Specialized goaltending coaches in college hockey are typical, but it isn’t usually from the head coach.
“That’s why goalies come to RPI – we get all the attention we need from Coach Appert,” Merriam said. “We usually go on a half hour before practice and run drills designed to help us in certain areas.”
Merriam credits these sessions with helping him to “play bigger” in the nets, to see over people in front, and to get more power in his pushes from side to side.
Those improvements have helped him evolve from a seldom-used backup who played 15 games behind York in his first two seasons to a 29-game workhorse this year.
“The situation was perfect for me,” he said. “My freshman year I wouldn’t say I was ready to be a starting goaltenders. I came in, did the extra work and watched how Yorkie played and handled himself. That really helped.”
Merriam’s development was evident from the start of the season, even if the team wasn’t enjoying success. He had a .921 save percentage through his first 10 games, not far from the standard he has set in the second half of the season. More at issue for a team trying to replace not only York but also Hobey Baker finalist Chase Polacek was offense and injury issues.

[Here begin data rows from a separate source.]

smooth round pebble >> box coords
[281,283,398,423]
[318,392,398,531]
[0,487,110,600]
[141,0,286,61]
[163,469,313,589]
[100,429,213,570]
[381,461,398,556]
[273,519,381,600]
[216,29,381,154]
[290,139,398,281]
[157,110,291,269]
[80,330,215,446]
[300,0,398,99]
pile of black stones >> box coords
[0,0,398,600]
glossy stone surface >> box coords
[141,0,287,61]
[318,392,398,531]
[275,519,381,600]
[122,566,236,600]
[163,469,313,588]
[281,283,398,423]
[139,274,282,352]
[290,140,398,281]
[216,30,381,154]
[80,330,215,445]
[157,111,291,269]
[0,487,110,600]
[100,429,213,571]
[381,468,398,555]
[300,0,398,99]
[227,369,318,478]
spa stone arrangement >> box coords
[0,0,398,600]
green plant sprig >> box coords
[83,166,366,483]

Nevertheless, the team persevered.
“The first half was what it was,” Merriam said. “We weren’t a bad team but we had to work to improve. It’s all been a process. There were stretches there that were hard, but everyone in the locker room believed in each other and believed that we were a good team.”
That belief – and the presence of a top goalie who stepped right into his friend York’s crease – helped the Engineers turn around their season entering an ECAC Hockey quarterfinal series this weekend against rival Union.